Previous data indicates lysosomes become dysfunctional in ageing
post-mitotic cells. As transit through lysosomes is essential for utilization
of cobalamin (Cbl), we proposed that ageing processes (lipofuscin
accumulation, altered lysosomal pH and protease activity) impair
intracellular Cbl transport. Objective. To perturb lysosome function
in vitro and assess the impact on intracellular [57Co]Cbl transport.
Design. Human HT1080 fibroblasts and SH-SY5Y neurons were
treated with either chloroquine (to increase lysosomal pH), leupeptin
(to inhibit lysosomal proteases) or lipofuscin (to induce lysosomal
lipofuscin loading). Cells labelled with [57Co]cyanoCbl were lysed and
fractionated and [57Co] was measured in lysosomal fractions by gammacounting.
Results. As a percentage of total cellular [57Co]Cbl, fibroblast
lysosomal [57Co]Cbl levels increased from 6.0 + 0.1% to 23.0 + 0.8%
after chloroquine treatment, and to 19.1 + 0.7% after leupeptin treatment.
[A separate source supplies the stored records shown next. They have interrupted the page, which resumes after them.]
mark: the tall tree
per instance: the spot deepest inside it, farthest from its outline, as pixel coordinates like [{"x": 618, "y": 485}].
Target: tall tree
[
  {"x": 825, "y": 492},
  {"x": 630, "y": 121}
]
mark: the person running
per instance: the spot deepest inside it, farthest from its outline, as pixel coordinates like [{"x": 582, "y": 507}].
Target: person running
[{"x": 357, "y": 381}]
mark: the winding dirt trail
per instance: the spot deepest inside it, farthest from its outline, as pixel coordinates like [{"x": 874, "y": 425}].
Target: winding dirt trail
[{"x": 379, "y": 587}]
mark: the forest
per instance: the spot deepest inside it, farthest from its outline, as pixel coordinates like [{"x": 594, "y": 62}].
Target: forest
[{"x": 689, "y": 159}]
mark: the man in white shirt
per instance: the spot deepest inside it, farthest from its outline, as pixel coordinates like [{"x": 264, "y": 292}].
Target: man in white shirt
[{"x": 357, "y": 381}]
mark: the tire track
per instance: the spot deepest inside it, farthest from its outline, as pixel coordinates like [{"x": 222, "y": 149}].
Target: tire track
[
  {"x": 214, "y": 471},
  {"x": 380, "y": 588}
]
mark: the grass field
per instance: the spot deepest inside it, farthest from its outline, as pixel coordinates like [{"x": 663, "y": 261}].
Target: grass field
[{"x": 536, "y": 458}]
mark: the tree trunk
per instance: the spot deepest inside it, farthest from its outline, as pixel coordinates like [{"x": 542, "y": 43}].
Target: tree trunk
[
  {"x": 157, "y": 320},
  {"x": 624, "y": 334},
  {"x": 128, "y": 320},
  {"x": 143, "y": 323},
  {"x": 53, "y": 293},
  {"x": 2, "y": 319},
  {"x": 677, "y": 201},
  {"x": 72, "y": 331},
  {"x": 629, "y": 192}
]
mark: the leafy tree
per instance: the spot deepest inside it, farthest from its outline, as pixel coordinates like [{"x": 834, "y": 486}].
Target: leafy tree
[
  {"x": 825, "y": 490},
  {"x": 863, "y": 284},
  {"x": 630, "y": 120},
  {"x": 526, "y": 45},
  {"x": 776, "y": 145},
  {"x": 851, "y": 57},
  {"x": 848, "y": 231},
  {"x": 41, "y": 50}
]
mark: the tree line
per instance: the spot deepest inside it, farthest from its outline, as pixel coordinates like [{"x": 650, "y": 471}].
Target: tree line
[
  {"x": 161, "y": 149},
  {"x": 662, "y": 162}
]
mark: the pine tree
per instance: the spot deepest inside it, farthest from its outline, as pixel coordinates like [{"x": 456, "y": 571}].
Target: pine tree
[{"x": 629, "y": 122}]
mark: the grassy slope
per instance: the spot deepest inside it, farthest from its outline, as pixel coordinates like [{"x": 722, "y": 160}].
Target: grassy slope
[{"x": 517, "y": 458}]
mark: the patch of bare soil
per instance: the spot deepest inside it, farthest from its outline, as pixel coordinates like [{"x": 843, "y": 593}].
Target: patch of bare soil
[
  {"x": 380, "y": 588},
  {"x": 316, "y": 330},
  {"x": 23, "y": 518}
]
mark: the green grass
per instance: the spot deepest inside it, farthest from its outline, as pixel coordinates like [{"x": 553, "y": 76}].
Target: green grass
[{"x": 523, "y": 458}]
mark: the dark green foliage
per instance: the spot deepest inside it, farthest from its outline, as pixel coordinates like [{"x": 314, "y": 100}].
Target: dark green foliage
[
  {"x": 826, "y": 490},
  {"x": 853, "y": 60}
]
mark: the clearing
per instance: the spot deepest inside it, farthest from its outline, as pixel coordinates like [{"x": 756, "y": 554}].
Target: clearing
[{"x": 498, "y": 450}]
Lysosomal [57Co]Cbl was ~ doubled to 11.8% of total cellular [57Co]Cbl
after treatment with lipofuscin, and it is noteworthy that this was under
conditions where only ~10% of the cells were significantly loaded with
lipofuscin as detected by flow cytometry. Similar results were obtained
in experiments using SH-SY5Y neurons; e.g., lysosomal [57Co]Cbl levels
were increased 12-fold with chloroquine treatment. Taken together,
these data suggest that Cbl may become trapped in lysosomes under
pathophysiological conditions that impair lysosomal function in ageing
and neurodegenerative diseases. This is predicted to increase cellular
levels of toxic metabolites homocysteine and methylmalonic acid due to
diminished supply of methyl-Cbl to cytosolic methionine synthase and
of 5-deoxyadenosyl-Cbl to mitochondrial methylmalonyl-coenzyme A
mutase. Conclusions: These studies provide evidence that age-related
lysosomal dysfunction significantly inhibits Cbl transport from lysosomes.